Episode # 544 Kelly McGrath Martinsen - A Year of Inspired Living

NL: Hi everyone! My name is Natalie Ledwell and this is The Inspiration Show. Today on the show I have a very special guest who has written a new book which is kind of like a manual for life. I know that with the book she has a lot of her own personal experiences which some of them are quite funny as well and I think that there are stories that we can all put ourselves into, but it really helps you to be able to create your own story and take responsibility for your personal development which is fantastic. But before I introduce my special guest today let me just remind you that after the show is over, if you click on the link below the video you can take my 30-second quiz, so we can figure out what’s holding you back from success. So please help me welcome my special guest Kelly McGrath Martinsen. How are you, Kelly?

KM:  Hi, how are you, thanks for having me.

NL: So great to have you here.
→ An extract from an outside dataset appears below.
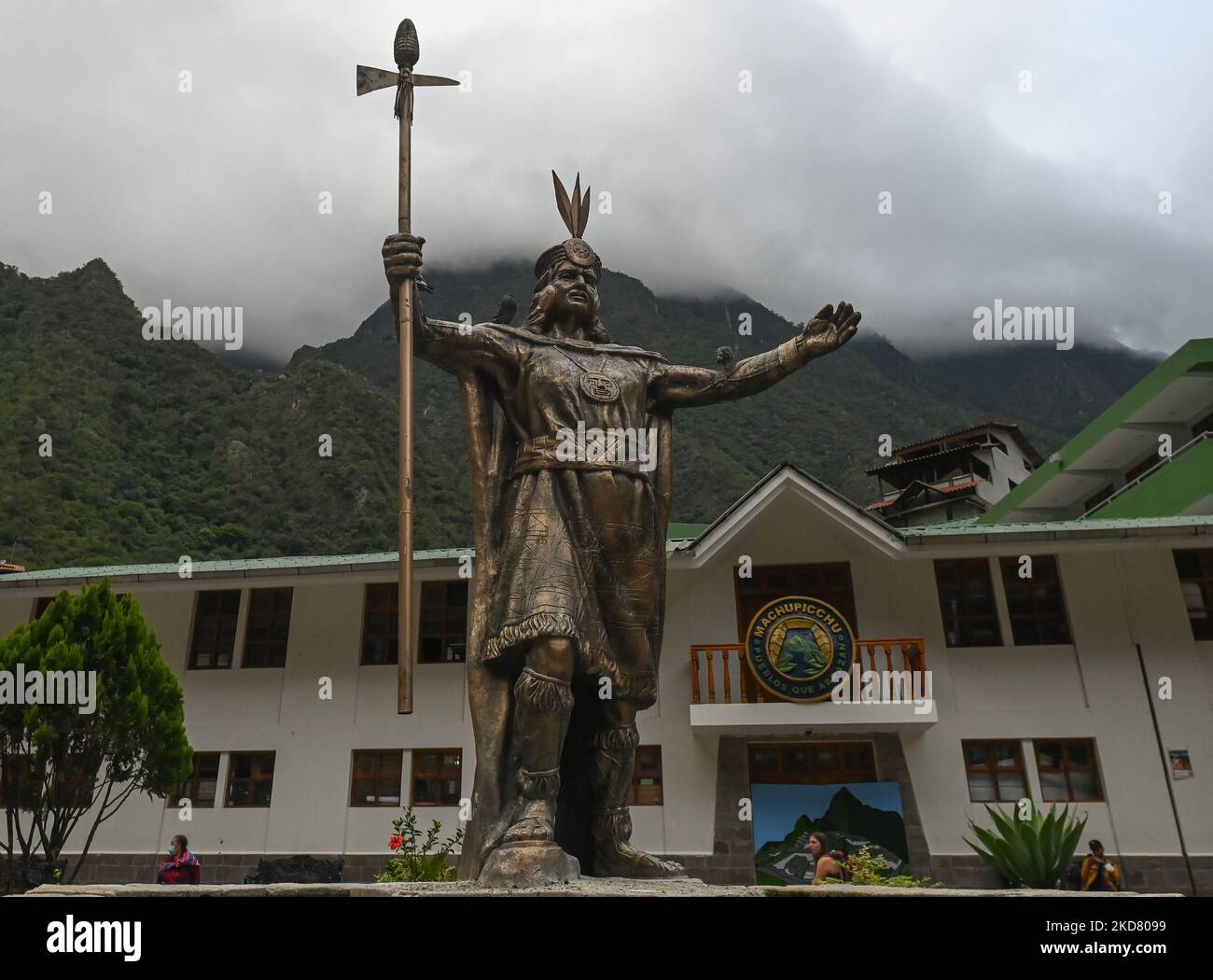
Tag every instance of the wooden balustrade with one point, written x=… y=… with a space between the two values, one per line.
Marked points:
x=909 y=654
So your book is called A Year of Inspired Living. So tell me the story behind the book and how you got to actually--- putting this together and writing it.

KM: So I’ve been writing this book, um it really wasn’t a book when I first started writing it. It was really more um writing to myself. I published a magazine, a wellness magazine, called Natural Awakenings and it was required to do publisher letters. And these publisher letters, I would write a sort of real letters to myself on any topic, you know, if I was doing a February magazine, it would be about love and maybe I'd talk about loving myself a bit more or maybe about, you know, handling my partner with more love. Those kinds of things but I was always sort of talking to myself. The response I got from the letters was kind of overwhelming, people kept saying "Oh you're talking to me or you hit the nail on the head". So then I started compiling the letters and expanding on them and created this book and for a while, it sat in my closet and I didn’t send it out to publishers because I kept saying it’s really not ready. I just didn’t know what it was that made it not ready and it dawned on me that self-development itself, right stuff, is the key. So I needed for the readers that that self that person to the page to write on every topic and I discussed there are pages for the reader, the journal. Their experience with the topic.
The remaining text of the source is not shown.